Question

A liquid of density $\rho$ is filled in a U-tube, whose one end is open & at the other end a bulb is fitted whose pressure is ${{P}_{A}}$. Now this tube is moved horizontally with acceleration 'a' as shown in the figure. During motion it is found that liquid in both columns is at the same level at equilibrium. If atmospheric pressure is ${{P}_{0}}$, then find the value of ${{P}_{A}}$

Answer 1

As the tube is accelerating so it constitutes a non-inertial frame of reference. For fluid problems we have to see the fluid in an inertial frame of reference. So first consider the observer to rest in the tube frame. i.e. a man sitting above the tube. As the tube is accelerating the man will see that liquid inside the tube will experience a pseudo force. Due to pseudo force the pseudo acceleration of the liquid will be opposite to that of the acceleration of the tube. It is known that the pressure increases in the direction of acceleration and decreases in the direction of acceleration. So first calculate the pressure where the air is touching the liquid, and calculate the pressure when we go down and then calculate the pressure when we go right. Finally calculate the pressure at the bulb which will give the value of ${{P}_{A}}$.

Formulas used:
The pressure exerted by a liquid of density $\rho$ at a height $h$ along the direction of acceleration is
$P=\rho ah$
If we move opposite to the acceleration then the pressure at height $h$ is
$P=-\rho ah$

Complete answer:
Given that the liquid is in the same level when the tube is moving with acceleration $a$ to the right. As the tube is accelerating so the liquid inside the tube will experience a pseudo force opposite to the direction of the tube.
So the pseudo acceleration will be opposite to that of the tube acceleration. So the pseudo acceleration of the liquid will have magnitude same as the tube acceleration but opposite in direction. I.e. the direction of pseudo acceleration of the liquid is to the left.
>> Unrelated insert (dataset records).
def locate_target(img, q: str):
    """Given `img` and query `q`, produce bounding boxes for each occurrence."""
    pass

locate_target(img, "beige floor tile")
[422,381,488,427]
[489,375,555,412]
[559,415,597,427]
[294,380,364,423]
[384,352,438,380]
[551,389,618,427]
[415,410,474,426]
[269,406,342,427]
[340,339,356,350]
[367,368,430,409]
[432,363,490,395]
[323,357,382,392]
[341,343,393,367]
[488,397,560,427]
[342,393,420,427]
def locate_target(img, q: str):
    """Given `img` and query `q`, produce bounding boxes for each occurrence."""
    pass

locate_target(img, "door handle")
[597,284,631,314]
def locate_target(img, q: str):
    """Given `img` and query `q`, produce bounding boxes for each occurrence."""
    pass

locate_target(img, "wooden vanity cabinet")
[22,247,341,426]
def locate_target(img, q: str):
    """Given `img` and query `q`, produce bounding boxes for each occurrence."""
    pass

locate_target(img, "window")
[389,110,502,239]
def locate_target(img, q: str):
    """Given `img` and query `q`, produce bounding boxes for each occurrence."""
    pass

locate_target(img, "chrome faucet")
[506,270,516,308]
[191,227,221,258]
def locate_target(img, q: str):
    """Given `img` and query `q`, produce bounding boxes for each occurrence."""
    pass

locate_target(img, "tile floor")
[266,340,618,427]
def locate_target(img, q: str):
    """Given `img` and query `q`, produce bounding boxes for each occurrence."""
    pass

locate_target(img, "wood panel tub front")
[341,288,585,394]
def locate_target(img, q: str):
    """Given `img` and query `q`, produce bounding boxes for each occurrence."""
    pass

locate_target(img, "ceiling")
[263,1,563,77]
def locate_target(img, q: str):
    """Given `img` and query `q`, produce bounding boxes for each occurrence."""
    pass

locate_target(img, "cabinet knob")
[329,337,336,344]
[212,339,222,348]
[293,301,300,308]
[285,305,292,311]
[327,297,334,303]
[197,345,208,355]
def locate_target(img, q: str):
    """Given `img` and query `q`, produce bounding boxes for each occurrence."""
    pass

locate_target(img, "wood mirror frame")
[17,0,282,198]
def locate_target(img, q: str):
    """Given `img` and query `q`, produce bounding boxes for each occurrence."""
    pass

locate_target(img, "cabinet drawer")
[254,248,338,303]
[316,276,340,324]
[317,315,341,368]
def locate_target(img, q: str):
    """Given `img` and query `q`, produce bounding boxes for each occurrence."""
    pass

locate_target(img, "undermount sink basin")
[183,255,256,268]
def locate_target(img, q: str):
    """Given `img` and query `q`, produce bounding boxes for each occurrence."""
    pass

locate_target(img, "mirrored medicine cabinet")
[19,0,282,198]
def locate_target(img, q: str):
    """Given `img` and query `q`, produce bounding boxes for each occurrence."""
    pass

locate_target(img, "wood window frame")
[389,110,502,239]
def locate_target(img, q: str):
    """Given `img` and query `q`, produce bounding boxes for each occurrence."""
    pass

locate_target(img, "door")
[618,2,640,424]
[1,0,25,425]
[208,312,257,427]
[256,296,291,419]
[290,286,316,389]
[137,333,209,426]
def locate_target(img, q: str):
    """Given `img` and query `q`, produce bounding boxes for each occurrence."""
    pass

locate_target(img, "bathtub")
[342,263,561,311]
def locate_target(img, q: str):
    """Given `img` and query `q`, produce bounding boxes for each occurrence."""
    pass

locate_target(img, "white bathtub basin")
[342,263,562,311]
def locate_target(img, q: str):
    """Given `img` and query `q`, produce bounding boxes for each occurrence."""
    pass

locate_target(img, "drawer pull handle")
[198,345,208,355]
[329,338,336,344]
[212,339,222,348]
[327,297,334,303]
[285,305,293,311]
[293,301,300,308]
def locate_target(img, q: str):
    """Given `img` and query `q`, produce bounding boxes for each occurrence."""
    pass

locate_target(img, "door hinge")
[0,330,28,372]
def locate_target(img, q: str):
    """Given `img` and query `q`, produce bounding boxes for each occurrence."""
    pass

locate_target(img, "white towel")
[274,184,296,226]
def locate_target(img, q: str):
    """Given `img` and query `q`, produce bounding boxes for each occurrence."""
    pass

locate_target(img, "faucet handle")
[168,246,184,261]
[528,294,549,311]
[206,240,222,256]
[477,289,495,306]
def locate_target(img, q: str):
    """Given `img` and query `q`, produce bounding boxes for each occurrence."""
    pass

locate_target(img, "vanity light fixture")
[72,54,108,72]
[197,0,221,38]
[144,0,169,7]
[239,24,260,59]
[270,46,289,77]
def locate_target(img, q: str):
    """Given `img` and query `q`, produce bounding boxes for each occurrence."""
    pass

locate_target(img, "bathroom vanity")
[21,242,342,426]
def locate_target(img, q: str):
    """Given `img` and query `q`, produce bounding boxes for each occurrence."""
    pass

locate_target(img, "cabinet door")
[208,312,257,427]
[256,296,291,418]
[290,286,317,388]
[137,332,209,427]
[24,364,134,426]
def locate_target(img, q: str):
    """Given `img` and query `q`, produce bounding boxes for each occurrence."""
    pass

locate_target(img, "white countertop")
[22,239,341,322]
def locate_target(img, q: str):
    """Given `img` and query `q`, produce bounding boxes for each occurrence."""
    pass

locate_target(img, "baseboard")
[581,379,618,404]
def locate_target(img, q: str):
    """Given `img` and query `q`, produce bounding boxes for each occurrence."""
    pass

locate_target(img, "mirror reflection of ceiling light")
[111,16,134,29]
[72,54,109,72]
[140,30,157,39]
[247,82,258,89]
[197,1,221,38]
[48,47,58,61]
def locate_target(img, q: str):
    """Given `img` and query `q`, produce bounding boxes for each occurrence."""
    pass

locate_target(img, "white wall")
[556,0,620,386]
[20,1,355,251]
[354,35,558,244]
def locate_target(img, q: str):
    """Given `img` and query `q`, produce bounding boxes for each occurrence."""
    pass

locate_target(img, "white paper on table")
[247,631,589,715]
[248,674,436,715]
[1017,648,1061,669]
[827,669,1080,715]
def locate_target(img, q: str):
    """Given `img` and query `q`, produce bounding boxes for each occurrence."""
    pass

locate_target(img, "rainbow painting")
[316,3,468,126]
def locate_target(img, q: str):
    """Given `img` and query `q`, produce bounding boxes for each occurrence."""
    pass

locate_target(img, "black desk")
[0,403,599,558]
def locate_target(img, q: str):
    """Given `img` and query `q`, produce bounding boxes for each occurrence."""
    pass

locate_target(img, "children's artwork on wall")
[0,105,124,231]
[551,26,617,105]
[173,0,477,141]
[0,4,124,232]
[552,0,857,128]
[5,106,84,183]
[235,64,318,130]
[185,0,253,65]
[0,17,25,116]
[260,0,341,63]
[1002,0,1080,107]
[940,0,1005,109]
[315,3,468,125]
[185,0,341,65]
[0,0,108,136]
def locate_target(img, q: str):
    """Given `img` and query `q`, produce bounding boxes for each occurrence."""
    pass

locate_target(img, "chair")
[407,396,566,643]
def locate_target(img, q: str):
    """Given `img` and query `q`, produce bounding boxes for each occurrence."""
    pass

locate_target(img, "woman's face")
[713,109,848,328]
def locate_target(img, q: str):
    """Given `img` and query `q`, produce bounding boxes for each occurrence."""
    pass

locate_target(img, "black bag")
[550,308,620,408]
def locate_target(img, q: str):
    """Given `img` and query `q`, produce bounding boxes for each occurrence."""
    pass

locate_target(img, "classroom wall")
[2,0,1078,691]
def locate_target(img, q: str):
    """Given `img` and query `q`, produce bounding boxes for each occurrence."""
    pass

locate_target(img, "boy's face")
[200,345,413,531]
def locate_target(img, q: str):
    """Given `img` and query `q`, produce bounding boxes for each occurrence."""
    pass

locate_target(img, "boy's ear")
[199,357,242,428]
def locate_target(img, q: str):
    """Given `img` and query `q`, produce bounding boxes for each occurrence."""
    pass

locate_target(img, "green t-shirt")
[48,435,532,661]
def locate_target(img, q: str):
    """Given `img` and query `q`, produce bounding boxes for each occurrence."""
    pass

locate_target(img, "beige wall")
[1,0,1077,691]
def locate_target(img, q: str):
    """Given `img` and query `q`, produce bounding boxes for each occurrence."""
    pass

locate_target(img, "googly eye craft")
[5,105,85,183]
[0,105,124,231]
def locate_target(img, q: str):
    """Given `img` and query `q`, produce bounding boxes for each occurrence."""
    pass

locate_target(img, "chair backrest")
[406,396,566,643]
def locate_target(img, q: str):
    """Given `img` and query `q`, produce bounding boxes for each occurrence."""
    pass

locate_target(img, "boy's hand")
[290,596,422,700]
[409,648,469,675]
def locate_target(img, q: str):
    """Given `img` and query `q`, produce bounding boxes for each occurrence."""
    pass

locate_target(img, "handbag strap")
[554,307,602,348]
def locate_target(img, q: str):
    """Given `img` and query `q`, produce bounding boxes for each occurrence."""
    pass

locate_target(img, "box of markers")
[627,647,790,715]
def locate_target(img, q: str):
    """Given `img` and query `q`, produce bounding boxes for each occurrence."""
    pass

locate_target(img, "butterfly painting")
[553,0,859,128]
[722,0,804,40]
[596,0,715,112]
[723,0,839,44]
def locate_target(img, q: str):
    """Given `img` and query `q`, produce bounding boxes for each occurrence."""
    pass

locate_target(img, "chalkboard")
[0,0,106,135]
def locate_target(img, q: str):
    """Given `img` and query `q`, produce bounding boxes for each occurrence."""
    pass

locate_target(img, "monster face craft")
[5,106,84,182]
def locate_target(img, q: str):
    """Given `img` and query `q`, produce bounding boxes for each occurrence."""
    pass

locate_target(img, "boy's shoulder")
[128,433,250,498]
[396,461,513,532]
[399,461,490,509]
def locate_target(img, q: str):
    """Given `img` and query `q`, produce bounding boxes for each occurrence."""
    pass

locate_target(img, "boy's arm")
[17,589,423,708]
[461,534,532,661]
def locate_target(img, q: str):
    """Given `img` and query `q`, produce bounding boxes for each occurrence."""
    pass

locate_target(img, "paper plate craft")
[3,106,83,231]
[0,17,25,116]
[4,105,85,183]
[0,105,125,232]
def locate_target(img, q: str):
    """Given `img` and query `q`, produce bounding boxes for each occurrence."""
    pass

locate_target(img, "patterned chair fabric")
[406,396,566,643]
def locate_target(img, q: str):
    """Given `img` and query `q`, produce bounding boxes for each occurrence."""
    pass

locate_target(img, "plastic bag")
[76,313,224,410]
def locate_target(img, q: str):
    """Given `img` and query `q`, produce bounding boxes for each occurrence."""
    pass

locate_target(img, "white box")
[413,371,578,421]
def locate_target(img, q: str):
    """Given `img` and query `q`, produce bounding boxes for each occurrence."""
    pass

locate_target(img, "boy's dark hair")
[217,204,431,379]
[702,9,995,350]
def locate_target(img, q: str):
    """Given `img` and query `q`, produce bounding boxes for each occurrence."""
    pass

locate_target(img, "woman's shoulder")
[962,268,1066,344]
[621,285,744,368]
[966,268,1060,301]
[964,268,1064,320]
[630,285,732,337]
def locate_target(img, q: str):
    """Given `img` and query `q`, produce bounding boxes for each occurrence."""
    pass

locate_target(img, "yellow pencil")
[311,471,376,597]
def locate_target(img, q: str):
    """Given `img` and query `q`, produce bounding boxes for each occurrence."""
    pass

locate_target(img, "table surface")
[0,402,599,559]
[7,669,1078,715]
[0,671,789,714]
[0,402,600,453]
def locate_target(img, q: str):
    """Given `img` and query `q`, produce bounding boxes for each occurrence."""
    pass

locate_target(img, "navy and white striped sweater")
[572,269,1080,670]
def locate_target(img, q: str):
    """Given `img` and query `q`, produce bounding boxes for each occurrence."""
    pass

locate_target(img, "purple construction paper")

At point A the pressure will be only due to the atmospheric pressure. So at point A the pressure is
${{P}_{a}}={{P}_{0}}$.
When we move from point A to point B we move along the acceleration due to gravity and the vertical component of pseudo acceleration is zero so the pressure at point B which is at a height $h$ below A level is ${{P}_{b}}={{P}_{a}}+\rho gh={{P}_{0}}+\rho gh$.
When we move from point B to C we are moving against the pseudo acceleration covering a length $l$. The horizontal component of the acceleration due to gravity is zero. So the pressure will decrease because we are moving against the pseudo acceleration. So the pressure at point C is
${{P}_{c}}={{P}_{b}}-\rho al={{P}_{a}}+\rho gh-\rho al={{P}_{0}}+\rho gh-\rho al$
When we move from point C to D we are moving against the acceleration due to gravity covering a distance $h$. The vertical component of the pseudo acceleration is zero. So the pressure will decrease because we are moving against the acceleration due to gravity. So the pressure at point D which will be equal to the pressure at the bulb is
${{P}_{A}}={{P}_{d}}={{P}_{c}}-\rho gh={{P}_{0}}+\rho gh-\rho al-\rho gh={{P}_{0}}-\rho al$
So the pressure at the bulb is ${{P}_{A}}={{P}_{0}}-\rho al$

Note:
The liquid problems can only be solved in an inertial frame of reference. If the whole system is accelerating then we have to associate a frame of reference in which the liquid system is stationary or moving with constant velocity. Or you can assume the pseudo force to solve these types of problems.